People of Michigan v. Octavian Fly
329151
| Mich. Ct. App. | Nov 3, 2016Background
- Defendant Octavian Fly was tried in Ingham Circuit Court and convicted after a bench trial of delivery/manufacture of marijuana, felon-in-possession of a firearm, and felony-firearm; sentenced as a third-offense habitual offender to concurrent and consecutive prison terms.
- Facts: Fly was on a porch during a disturbance, grabbed a green backpack and ran into the house when police arrived; Cole (resident) placed marijuana on a TV stand and tossed the backpack into a bedroom. Officers obtained Cole’s consent to search the home.
- Search produced two jars of marijuana in plain view on a TV stand, two small scales, and a gun from inside the green backpack. Officer Forbis testified Cole told him she resided in the house. Cole did not present documentary proof of residence.
- Fly waived appointed counsel and represented himself with the attorney retained as advisory counsel; the trial court warned him and explained charges/penalties before accepting the waiver.
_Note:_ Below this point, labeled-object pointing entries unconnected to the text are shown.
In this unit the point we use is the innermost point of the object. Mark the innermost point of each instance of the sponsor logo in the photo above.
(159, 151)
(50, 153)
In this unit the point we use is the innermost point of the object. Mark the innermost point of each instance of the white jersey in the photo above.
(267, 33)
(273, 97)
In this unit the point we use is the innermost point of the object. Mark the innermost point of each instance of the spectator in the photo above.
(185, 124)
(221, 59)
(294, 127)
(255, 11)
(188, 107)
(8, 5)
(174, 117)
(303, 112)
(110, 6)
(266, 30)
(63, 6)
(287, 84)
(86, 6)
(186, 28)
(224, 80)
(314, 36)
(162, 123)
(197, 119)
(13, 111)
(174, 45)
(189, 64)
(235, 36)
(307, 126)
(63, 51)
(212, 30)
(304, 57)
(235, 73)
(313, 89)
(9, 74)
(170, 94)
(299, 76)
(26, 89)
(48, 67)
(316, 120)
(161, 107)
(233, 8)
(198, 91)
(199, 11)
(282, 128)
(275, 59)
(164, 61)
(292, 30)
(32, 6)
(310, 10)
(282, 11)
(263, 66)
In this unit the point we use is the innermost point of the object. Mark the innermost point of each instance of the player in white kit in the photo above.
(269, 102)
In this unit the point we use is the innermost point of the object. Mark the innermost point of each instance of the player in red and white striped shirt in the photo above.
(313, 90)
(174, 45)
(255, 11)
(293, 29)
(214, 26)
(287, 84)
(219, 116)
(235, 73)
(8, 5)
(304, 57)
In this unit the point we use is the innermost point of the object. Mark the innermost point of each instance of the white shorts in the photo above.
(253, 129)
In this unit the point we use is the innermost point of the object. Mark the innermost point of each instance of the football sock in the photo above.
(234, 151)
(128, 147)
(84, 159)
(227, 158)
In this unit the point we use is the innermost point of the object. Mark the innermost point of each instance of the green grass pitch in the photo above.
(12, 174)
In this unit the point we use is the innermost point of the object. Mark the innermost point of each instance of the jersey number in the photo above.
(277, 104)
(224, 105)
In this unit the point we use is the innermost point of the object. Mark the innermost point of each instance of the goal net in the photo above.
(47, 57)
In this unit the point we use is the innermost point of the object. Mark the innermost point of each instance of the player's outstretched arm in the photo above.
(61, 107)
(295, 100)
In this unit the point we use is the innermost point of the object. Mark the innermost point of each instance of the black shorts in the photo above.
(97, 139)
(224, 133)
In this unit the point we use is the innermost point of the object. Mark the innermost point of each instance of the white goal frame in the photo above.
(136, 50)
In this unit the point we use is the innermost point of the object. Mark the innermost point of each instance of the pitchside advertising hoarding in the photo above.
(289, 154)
Fly later raised multiple pro se claims on appeal.
- The Court of Appeals affirmed, rejecting Fly’s challenges to the validity of his self-representation waiver, the legality of the search and seizure, exclusion of police reports as impeachment exhibits, double jeopardy, confrontation, and speedy-trial claims.
Issues
| Issue | Plaintiff's Argument | Defendant's Argument | Held |
|---|---|---|---|
| Validity of waiver of right to counsel | Court: trial judge properly warned defendant and satisfied MCR 6.005(D) requirements | Fly: waiver was not knowing/intelligent; court failed to reaffirm waiver at subsequent proceedings | Waiver was knowing, intelligent, voluntary; failure to reaffirm per MCR 6.005(E) is not a constitutional defect |
| Legality of search & consent | Court: Cole told officer she resided in the house; officer’s belief in consent was objectively reasonable | Fly: police lacked proof Cole owned/resided at the house so consent invalid | Consent exception upheld; plain-view items (marijuana) and firearm seizure were lawful (probable cause existed) |
| Admission of police reports for impeachment | Prosecution: police reports are hearsay and inadmissible as evidence; impeachment via prior inconsistent statements allowed without admitting reports | Fly: trial court improperly prevented him from introducing reports to impeach witnesses | Trial court acted within discretion: could use reports to impeach per MRE 613 but not admit them under MRE 803(8) |
| Double jeopardy (felony-firearm + felon-in-possession) | Prosecution: convictions are legally distinct and permissible | Fly: convictions violate double jeopardy | Rejected; established precedent permits both convictions |
Key Cases Cited
- People v Williams, 470 Mich 634 (discussing valid waiver of counsel and required advisals)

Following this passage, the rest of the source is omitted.